For its part, Medco says that it offers "a range of pricing models" -- including government-set MAC -- at the discretion of its clients. Moreover, the company says those clients can perform audits to make sure they receive all of the discounts and rebates promised under their contracts.
But Goebel, for one, sees conflicts in the end.
"These PBMs are not able to play an objective role in cost management because they profit more from mismanagement," he insists. "They serve two masters -- plan clients/payers and shareholders -- and cost-management will always be a secondary goal."
Even now, the big PBMs continue to resist major changes.
Certainly, they have never liked others telling them what to do. They made that clear last year when California tried -- for the second time -- to implement a law requiring more disclosure.
All three major PBMs zipped off letters to California leaders arguing against passage of the bill. Essentially, they claimed the proposal would hurt PBMs and their customers alike.
"Envision, along with others -- including CalPERS (California Public Employees' Retirement System) -- supported the bill due to its disclosure model regulations and leveling the playing field for all PBMs who wish to participate in California business under the new requirements," says Envision CEO Kevin Nagle. But "ironically, while the Big Three embraced transparency and full disclosure publicly, their lobbyists and own organizations were fighting it behind the scenes vehemently."
Both California houses passed the measure anyway, but Gov.
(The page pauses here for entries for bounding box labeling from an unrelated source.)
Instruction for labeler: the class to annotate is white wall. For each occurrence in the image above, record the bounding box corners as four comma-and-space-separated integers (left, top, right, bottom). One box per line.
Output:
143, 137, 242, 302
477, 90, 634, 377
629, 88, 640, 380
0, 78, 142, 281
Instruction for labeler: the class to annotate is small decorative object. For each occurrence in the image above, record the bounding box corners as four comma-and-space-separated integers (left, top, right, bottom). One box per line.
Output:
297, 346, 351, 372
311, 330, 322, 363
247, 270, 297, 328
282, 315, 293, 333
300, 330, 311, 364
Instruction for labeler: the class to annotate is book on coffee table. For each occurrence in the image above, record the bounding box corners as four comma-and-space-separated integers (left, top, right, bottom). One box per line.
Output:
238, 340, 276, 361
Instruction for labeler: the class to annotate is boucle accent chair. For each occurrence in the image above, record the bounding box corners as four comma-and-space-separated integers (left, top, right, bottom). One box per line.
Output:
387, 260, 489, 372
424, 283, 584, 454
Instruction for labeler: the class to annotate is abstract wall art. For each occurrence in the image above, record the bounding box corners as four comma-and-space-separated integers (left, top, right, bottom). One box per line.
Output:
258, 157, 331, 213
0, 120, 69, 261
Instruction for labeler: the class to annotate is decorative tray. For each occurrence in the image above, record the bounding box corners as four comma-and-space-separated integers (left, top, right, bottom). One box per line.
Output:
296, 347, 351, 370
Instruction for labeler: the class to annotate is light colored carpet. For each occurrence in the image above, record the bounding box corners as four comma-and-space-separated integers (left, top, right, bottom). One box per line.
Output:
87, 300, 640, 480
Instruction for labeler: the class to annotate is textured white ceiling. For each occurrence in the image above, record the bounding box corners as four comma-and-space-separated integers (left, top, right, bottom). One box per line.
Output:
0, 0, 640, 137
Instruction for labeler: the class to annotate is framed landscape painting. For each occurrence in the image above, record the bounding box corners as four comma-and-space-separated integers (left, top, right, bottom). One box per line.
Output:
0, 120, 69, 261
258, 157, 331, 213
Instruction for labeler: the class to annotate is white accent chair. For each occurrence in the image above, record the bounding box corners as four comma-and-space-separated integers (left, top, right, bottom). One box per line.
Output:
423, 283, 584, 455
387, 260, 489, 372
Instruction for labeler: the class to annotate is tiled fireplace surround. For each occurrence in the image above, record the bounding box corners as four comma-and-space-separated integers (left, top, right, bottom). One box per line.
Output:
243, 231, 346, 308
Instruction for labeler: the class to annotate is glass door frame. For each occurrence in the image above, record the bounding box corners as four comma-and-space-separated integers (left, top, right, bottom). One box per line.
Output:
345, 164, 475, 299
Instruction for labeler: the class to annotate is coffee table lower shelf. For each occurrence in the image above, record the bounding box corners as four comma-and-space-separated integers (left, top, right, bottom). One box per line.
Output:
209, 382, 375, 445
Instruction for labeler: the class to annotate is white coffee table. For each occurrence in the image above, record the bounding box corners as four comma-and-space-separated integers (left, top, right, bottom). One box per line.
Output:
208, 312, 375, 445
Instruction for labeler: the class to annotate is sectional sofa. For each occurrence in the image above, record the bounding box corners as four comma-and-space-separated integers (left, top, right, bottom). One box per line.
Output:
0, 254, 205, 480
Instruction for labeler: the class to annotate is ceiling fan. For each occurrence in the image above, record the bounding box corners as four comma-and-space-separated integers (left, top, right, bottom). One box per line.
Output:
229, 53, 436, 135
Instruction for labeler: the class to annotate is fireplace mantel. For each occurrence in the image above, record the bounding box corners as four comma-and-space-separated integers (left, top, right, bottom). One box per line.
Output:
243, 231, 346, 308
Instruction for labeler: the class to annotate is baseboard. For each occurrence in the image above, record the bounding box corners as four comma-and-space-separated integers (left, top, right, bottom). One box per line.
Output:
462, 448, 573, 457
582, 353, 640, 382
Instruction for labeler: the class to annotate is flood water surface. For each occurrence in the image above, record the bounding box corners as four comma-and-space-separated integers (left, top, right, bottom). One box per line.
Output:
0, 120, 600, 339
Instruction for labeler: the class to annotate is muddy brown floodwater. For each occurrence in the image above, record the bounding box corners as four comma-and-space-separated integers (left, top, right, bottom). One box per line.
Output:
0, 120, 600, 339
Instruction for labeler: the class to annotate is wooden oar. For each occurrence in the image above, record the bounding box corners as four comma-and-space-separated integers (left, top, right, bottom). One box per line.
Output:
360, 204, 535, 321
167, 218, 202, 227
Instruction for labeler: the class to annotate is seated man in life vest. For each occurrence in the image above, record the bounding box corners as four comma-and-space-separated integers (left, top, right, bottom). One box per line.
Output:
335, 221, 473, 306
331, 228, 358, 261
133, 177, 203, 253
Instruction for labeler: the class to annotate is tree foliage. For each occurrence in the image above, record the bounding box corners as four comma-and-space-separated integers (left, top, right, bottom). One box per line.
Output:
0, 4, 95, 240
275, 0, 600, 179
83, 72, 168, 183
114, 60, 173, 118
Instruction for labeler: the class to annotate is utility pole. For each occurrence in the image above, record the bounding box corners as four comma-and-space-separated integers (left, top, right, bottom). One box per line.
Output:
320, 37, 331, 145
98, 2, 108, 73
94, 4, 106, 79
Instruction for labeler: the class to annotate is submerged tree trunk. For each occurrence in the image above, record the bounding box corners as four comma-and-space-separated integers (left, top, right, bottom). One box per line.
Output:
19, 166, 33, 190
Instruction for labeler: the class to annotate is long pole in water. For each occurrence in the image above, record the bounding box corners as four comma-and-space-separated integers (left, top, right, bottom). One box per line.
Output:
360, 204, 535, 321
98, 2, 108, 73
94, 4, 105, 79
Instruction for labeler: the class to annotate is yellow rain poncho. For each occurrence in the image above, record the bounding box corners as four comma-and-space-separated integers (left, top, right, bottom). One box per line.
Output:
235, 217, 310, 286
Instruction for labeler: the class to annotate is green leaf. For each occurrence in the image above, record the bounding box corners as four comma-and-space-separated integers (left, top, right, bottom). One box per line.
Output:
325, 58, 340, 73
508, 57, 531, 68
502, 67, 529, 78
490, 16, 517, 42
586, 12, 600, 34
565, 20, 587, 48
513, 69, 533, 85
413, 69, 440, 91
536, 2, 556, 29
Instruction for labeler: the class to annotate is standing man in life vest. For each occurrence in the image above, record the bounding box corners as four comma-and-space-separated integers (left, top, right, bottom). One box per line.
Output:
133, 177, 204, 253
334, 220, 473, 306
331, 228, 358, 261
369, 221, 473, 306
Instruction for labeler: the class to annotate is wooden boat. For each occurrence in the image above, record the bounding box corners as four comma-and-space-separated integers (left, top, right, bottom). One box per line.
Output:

Arnold Schwarzenegger -- widely considered a friend to pharmaceutical interests -- vetoed it.
Maine has fared better. In a hard-fought legal battle, the state last year won the right to implement a particularly tough PBM law that goes so far as to declare the companies "fiduciaries" that must place their clients' interests ahead of their own. Former Maine Sen. Sharon Treat, who sponsored that law, is now working with more than a dozen other states that hope to pass similar legislation going forward.
In the meantime, she suspects, PBM clients could start making more and more demands of their own.
"There's no reason why they can't set standards within their own contracts -- if they know what to put in there," Treat says. "That seems to be the big problem."
Thus, some people feel, PBM clients could increasingly turn to transparent options instead. Envision, for one, sees more business coming its way.
"We had a terrific year (in 2005)," Nagle says. "And we think that 2006 will be even better. ... We're in the middle of a (PBM) revolution -- whether people want to believe it or not."